Es ist kurz nach 15 Uhr. Im Altenzentrum der Diakone in der Maurus-Betz-Straße sitzen Bewohner des Betreuten Wohnens bei Kaffee und Kuchen zusammen und unterhalten sich ausgelassen. Ein Mann geht zwischen den Tischen umher, begrüßt die Leute, hält kurze Schwätzchen.
Das freundliche Auftreten verbirgt eine hinterlistige Absicht. Er hält Ausschau nach Taschen, Mobiltelefonen oder Geldbeuteln – mögliches Diebesgut. Auf einem Tisch liegt eine kleine Handtasche. Der Mann breitet eine Broschüre vor der Besitzerin aus und bittet sie, ihm den Weg zum Münster zu beschreiben. Mit dem Heftchen verdeckt er den Tisch und die Tasche. Dann ist er wieder weg – und die Handtasche auch.

Tricks funktionieren immer wieder
In Gefahr sind die Senioren an diesem Nachmittag nicht. Peter Köstlinger ist kein Betrüger oder Dieb, sondern Kriminalhauptkommissar und Experte für Kriminalitätsprävention beim Polizeipräsidium Konstanz. Zu seinen Aufgaben gehört es, Menschen über die Tricks von Betrügern, Dieben und Einbrechern aufzuklären.
In das Altenzentrum ist er auf Einladung von Gisela Klumpp-Keil, Leiterin des Betreuten Wohnens, gekommen. "Ich möchte, dass das Thema präsent ist", sagt sie. Denn sie kenne die Maschen von Telefonbetrügern und Co nur zu gut. "Ich kenne es von daheim. Mein Mann gewinnt reihenweise BMW."

Besonders Senioren sind gefährdet
Gerade Menschen höheren Alters seien beliebte Ziele, sagt Peter Köstlinger. "Sie sind schnelle und einfache Opfer." Die Betrugsmaschen sind dabei vielfältig: Vermeintliche Enkel bitten um Geld, falsche Polizisten wollen angeblich Geld und Wertsachen in Sicherheit bringen und vorgebliche Paketboten oder Handwerker bitten um Einlass in die Wohnung.

Auf der Straße erweisen sich scheinbar harmlose Anfragen – die Frage nach dem Weg oder die Bitte um Geldwechsel – als Ablenkungsmanöver und manipulierte Geldautomaten lesen beim Einstecken die Geldkarte aus, während eine Kamera die Geheimnummer filmt.
Tipps vom Experten
Nicht nur für Senioren gilt also, aufmerksam zu sein.

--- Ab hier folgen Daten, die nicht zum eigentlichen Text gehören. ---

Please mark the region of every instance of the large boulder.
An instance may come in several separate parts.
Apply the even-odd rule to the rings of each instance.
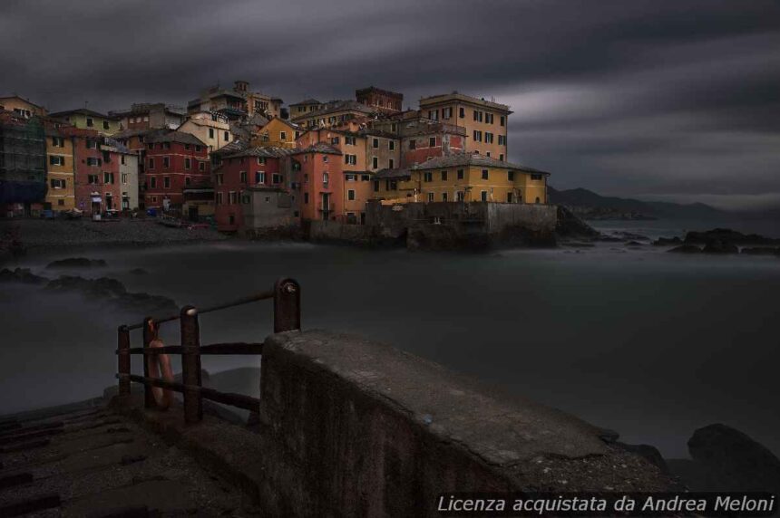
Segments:
[[[702,474],[700,487],[710,491],[775,491],[780,459],[746,434],[722,424],[696,430],[688,451]]]
[[[52,261],[46,265],[47,270],[55,268],[96,268],[105,266],[102,259],[87,259],[86,257],[68,257],[59,261]]]

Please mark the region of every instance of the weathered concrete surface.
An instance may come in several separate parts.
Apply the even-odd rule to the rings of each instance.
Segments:
[[[0,515],[15,515],[11,506],[47,495],[59,505],[35,515],[257,515],[232,484],[105,407],[0,420],[18,425],[0,433],[0,480],[19,479],[0,489]],[[28,438],[33,434],[38,436]]]
[[[445,491],[661,491],[602,430],[364,339],[265,342],[259,498],[285,516],[434,516]]]

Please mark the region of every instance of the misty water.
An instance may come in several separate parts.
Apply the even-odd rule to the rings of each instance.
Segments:
[[[682,230],[640,225],[646,234]],[[49,261],[79,255],[108,263],[79,274],[180,305],[229,301],[293,276],[305,329],[389,342],[666,456],[686,456],[694,429],[715,422],[780,453],[777,257],[680,256],[621,243],[460,254],[228,241],[57,253],[19,265],[52,276]],[[149,273],[130,273],[138,267]],[[99,395],[115,383],[117,326],[142,316],[2,285],[0,414]],[[176,331],[163,333],[169,343],[178,343]],[[271,331],[270,303],[203,315],[201,331],[203,343],[260,341]],[[203,359],[210,372],[258,365]]]

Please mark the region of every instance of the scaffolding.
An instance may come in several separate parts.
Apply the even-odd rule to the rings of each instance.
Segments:
[[[38,117],[0,112],[0,204],[44,202],[46,136]]]

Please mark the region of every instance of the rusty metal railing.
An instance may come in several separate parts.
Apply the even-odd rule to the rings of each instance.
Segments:
[[[117,374],[119,379],[119,398],[127,399],[131,393],[131,383],[143,384],[143,401],[146,408],[154,408],[157,403],[152,393],[152,388],[158,387],[174,392],[180,392],[184,398],[184,419],[187,423],[198,423],[203,418],[203,399],[209,399],[257,412],[259,410],[260,400],[257,398],[220,392],[202,386],[200,376],[200,356],[204,354],[262,354],[262,343],[212,343],[200,345],[200,328],[198,321],[200,314],[209,313],[255,302],[273,299],[274,301],[274,332],[300,329],[300,285],[294,279],[279,279],[274,288],[208,308],[199,310],[188,305],[181,308],[177,315],[165,318],[152,319],[146,317],[143,321],[132,325],[122,325],[117,330]],[[162,324],[180,321],[180,345],[164,347],[150,347],[154,336],[150,324]],[[143,330],[143,347],[130,346],[130,331],[137,329]],[[131,355],[143,356],[143,376],[131,372]],[[149,356],[156,354],[181,355],[181,382],[168,381],[161,378],[151,378],[149,375]]]

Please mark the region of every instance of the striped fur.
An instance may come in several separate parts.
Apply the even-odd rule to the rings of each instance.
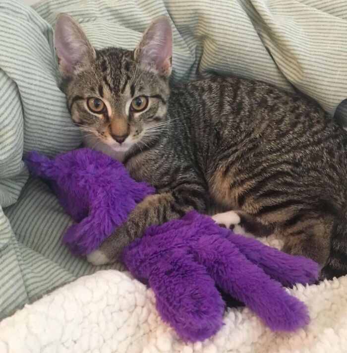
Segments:
[[[149,42],[146,35],[138,50]],[[328,264],[327,276],[344,273],[347,234],[337,225],[347,211],[343,129],[316,103],[259,81],[217,77],[172,84],[169,97],[166,78],[144,67],[135,53],[97,51],[90,66],[66,87],[68,104],[75,104],[73,118],[98,135],[92,140],[100,141],[95,147],[123,152],[115,157],[131,176],[158,190],[105,240],[100,261],[95,253],[92,261],[114,261],[149,226],[217,204],[238,212],[256,235],[285,235],[284,251]],[[112,135],[120,113],[98,118],[80,98],[93,95],[117,112],[134,96],[149,97],[143,113],[122,114],[132,142],[128,149],[105,136]]]
[[[332,114],[338,106],[336,116],[347,121],[345,0],[44,0],[34,8],[21,0],[1,3],[0,318],[97,269],[60,244],[69,220],[53,199],[48,202],[45,185],[31,180],[23,188],[23,150],[53,156],[80,141],[58,87],[52,26],[58,13],[73,15],[96,48],[129,50],[152,18],[169,15],[174,81],[219,73],[287,90],[292,84]]]

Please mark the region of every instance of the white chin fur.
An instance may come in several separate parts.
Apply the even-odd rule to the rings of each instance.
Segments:
[[[126,152],[132,146],[132,144],[129,143],[122,143],[121,145],[115,143],[114,147],[113,145],[103,142],[96,136],[83,135],[83,133],[82,135],[86,147],[100,151],[119,162],[123,161]]]
[[[100,266],[109,263],[110,261],[100,250],[95,250],[87,255],[87,260],[94,266]]]

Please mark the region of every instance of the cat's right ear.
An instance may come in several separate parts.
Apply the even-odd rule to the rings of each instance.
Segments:
[[[66,13],[56,23],[55,42],[59,69],[65,77],[72,77],[87,67],[95,51],[79,25]]]
[[[173,56],[173,33],[169,18],[159,16],[149,24],[134,57],[144,65],[162,76],[171,73]]]

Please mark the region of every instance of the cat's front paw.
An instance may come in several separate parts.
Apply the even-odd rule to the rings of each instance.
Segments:
[[[99,249],[95,250],[87,255],[87,261],[94,266],[100,266],[112,263],[113,261],[110,260],[107,256]]]

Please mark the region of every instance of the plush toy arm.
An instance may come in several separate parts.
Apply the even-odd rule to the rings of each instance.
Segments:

Der Polizeibeamte hat zudem noch einige Tipps für den Alltag im Gepäck. So warnt er davor, die Handtasche an der straßenzugewandten Seite zu tragen. Das mache es Dieben auf Fahrrädern leichter, sich die Beute beim Vorbeifahren zu greifen.
Bei Reisen sollte der Briefkasten von Nachbarn oder Familienmitgliedern geleert werden. Ein voller Briefkasten sei "ein Signal, dass da keiner daheim ist", warnt der Polizist. Kleingeld trage er selbst nicht mehr im Geldbeutel, sondern lose in der Hosentasche herum. Beim vermeintlichen Geldwechseln kommen die Diebe dann nicht so leicht an die Scheine, auf die sie es tatsächlich abgesehen haben.

Angehörige müssen Thema ansprechen
Was kann ich als Sohn, Tochter oder Enkel tun, um Eltern oder Großeltern vor Betrügern zu schützen? Man sollte sich zusammensetzen und die einzelnen Fälle durchgehen, sagt Peter Köstlinger, während er eine Informationsbroschüre hochhält. "Man kann auch gerne Rollenspiele machen. Man muss das durchsprechen."
Und wie ist zu verhindern, dass Oma das eigene Konto leer räumt, um es vermeintlichen Polizisten zu übergeben? Eine Vollmacht für das Konto zu haben, helfe hier wenig, meint der Polizist. "Die Senioren haben trotzdem weiter die Vollmacht, es sei denn, sie sind nicht mehr geschäftsfähig." Sinnvoll sei es, mit der entsprechenden Bank zu sprechen und zu versuchen, eine Übereinkunft zu erreichen. Zum Beispiel, dass Kind oder Enkel bei größeren Geldabhebungen informiert werden. Das sei zwar rechtlich nicht so einfach, aber "ich würde es probieren", sagt der Betrugsexperte.